Detailed workflow during production as below:

  1. Users will submit via a Git Push a JSON file with the IAM changes which they would like to be accepted. This change will be submitted into a separate branch and will not be part of the master branch until approved and cherry-picked.

  2. Power Users, which have the approval rights, will review the submitted change and either propose changes or approved from their own perspective.

  3. Once all approvals are in place, the change can be cherry-picked and merged into the master branch.

  4. While Gerrit supports an Active-Active scenario where both servers act as a master and are capable of processing requests, the backend database which Gerrit supports (either MySQL or PostgreSQL) will be deployed in a Master-Slave scenario.

  5. One-way replication of the Master Database will happen into the Slave Database. With a Multi-AZ deployment feature of AWS, automatic failover will be in place in case the Master Database will go down, the Slave Database automatically being promoted to a master if the sync link will be lost.

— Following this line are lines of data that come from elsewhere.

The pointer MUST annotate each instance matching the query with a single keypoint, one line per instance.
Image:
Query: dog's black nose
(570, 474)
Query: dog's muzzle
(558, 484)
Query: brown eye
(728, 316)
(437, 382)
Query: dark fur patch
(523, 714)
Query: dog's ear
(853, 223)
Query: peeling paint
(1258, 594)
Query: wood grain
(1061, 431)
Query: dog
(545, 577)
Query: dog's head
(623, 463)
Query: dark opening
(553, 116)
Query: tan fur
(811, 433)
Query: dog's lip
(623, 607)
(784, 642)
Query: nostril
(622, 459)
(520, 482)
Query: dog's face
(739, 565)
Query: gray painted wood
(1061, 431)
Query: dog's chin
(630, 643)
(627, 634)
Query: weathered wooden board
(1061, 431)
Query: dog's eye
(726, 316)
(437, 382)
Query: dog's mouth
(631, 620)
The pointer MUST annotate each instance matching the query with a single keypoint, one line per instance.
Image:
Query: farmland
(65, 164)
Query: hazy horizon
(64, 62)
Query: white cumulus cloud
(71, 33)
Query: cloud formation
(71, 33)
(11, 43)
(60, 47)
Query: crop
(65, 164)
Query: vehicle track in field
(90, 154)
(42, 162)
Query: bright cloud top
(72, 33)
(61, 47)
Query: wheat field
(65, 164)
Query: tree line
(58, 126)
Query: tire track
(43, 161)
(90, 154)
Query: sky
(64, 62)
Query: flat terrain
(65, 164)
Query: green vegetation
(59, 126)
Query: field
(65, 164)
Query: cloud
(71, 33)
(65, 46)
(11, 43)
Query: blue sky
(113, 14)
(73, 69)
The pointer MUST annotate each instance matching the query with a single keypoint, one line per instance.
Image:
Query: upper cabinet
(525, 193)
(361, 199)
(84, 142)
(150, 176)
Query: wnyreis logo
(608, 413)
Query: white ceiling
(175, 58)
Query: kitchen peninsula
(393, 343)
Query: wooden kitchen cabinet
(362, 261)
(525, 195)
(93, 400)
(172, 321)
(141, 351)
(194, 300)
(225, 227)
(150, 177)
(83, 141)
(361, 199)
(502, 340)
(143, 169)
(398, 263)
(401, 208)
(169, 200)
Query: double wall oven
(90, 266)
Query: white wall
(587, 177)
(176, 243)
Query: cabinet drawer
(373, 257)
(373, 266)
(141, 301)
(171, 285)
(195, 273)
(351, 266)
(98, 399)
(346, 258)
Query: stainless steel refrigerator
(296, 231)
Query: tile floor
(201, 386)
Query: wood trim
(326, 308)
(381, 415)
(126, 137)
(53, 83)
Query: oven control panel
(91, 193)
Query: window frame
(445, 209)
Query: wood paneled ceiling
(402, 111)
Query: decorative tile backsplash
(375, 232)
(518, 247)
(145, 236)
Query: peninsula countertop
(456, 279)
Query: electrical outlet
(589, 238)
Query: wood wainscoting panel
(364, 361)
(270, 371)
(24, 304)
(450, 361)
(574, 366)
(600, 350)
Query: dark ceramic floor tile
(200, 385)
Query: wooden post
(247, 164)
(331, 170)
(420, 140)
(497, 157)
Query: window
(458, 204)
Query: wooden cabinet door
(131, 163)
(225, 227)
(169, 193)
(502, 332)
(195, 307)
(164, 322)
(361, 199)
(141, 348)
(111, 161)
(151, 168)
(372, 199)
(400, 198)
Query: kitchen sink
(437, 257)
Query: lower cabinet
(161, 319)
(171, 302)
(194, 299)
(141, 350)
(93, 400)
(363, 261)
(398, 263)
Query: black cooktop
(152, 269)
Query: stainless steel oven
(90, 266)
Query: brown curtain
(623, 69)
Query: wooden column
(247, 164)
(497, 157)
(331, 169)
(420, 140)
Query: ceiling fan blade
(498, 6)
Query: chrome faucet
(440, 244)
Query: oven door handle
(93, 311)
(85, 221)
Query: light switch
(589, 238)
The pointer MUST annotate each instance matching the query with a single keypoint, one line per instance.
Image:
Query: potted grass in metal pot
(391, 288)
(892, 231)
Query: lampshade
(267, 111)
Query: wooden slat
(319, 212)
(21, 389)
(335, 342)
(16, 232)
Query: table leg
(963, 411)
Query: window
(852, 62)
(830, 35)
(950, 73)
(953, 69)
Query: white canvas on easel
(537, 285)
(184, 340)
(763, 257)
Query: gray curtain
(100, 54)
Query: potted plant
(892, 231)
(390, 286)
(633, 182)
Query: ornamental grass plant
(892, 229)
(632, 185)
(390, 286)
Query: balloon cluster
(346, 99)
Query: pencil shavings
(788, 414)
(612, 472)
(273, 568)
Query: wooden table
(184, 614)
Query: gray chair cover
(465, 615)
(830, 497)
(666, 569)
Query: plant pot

  6. Once the Git Push is cherry-picked into the master branch, Gerrit supports the mirroring of the master branch into a remote repository, which in this scenario is hosted in AWS using the CodeCommit functionality. Users do not require access into the CodeCommit repository, they require access only for submitting changes into Gerrit.

  7. Using a Git Webhook, once a new commit is present into the master branch, a Lambda function will run the JSON file and activate the required access which the user requested for.

Minimum requirement!

Users will require basic knowledge of how Git and Gerrit systems work from a User perspective.

For security reasons, the architecture is using two different VPCs so that a Security Group is in place between the two tiers of the solution.

For high-availability, the architecture is spanning two different Availability Zones, with no single point of failure.